Une jeune Américaine d'origine palestinienne tente de surmonter son chagrin à l'aide d'une série d'images brutales.
Noor Nabulsi
La première partie de la série fait le portrait de femmes palestino-américaines, réunies autour de la table dans une salle à manger. Elles partagent un repas, des rires et créent ensemble. L'objectif capture tout cela dans des photos aux couleurs vives. Ces tableaux explorent les thèmes de la féminité, de la sororité et de l’identité culturelle en illustrant des moments émouvants et imprégnés de l’iconographie si familière aux femmes arabes : l’épluchage des patates, l’art délicat du Tatreez, la broderie palestinienne, et la dégustation du thé dans un service en cristal transmis de génération en génération. Les visuels incarnent la mosaïque élaborée d’un héritage culturel commun.
Mais même si ces femmes sont présentées avec de grands sourires, le chagrin s'insinue dans les photos comme un arrière-goût. On le remarque dans le cadre choisi pour les photos et qui crée un contraste avec celles-ci, témoignant du déplacement générationnel, de l’exil et du traumatisme dont chaque Palestinien a fait l’expérience, en Palestine ou à l’étranger. Dans la partie alternative de la série, les mêmes femmes sont ré-imaginées en noir et blanc, symbolisant l’extension de l’expérience de l’exil. Ces photos se font l’écho du chagrin et de la culpabilité manifestes des Palestiniens de la diaspora, témoins des assassinats brutaux et de l’oppression de leurs frères et sœurs sur leur terre d’origine. Pour marquer le contraste avec les premières photos, les femmes portent alors thobes et keffieh traditionnels. Elles se font l’incarnation de la résistance et de la libération en affirmant la vitalité perpétuelle de leur culture avec un air de défi.
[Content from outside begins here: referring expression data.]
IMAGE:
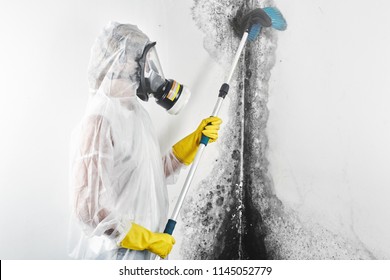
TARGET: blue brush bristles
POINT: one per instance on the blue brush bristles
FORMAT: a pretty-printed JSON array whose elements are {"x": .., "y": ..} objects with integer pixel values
[
  {"x": 254, "y": 32},
  {"x": 278, "y": 21}
]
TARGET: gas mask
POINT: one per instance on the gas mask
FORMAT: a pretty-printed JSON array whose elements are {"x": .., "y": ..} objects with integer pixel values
[{"x": 169, "y": 94}]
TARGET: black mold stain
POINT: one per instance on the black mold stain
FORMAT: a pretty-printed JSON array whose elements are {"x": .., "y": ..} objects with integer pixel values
[{"x": 235, "y": 214}]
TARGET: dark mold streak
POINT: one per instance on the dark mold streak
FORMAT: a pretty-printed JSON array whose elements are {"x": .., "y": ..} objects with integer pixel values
[{"x": 235, "y": 214}]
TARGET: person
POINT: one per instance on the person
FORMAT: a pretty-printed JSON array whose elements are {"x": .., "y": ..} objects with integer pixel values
[{"x": 118, "y": 176}]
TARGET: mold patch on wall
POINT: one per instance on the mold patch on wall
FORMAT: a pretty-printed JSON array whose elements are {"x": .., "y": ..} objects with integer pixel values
[{"x": 234, "y": 213}]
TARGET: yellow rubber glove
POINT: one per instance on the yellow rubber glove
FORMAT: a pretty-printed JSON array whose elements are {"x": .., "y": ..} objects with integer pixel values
[
  {"x": 185, "y": 150},
  {"x": 139, "y": 238}
]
Depuis Octobre 2023, voir des photos graphiques de nos shaheed (martyrs) en ligne est devenu normal pour nous, dans la diaspora. Les femmes palestino-américaines photographiées dans cette série sont toutes confrontées à l’horrible réalité des Palestiniens de Gaza et de Cisjordanie, qui, contre leur gré, doivent documenter et retransmettre en ligne l’extrême brutalité et les pertes qu’ils connaissent chaque jour, de peur qu’en cachant leur souffrance, le reste du monde ne se rende pas compte du génocide en cours du peuple palestinien, lui-même caché continuellement pas les forces d’oppression israéliennes. Les deux parties de cette série n’explorent pas seulement la connexion de la diaspora à la résistance mais constituent aussi un geste envers les femmes palestiniennes à Gaza, qui sont forcées de montrer à tous leur traumatisme, en le plaçant littéralement sur la table pour que le monde en soit témoin.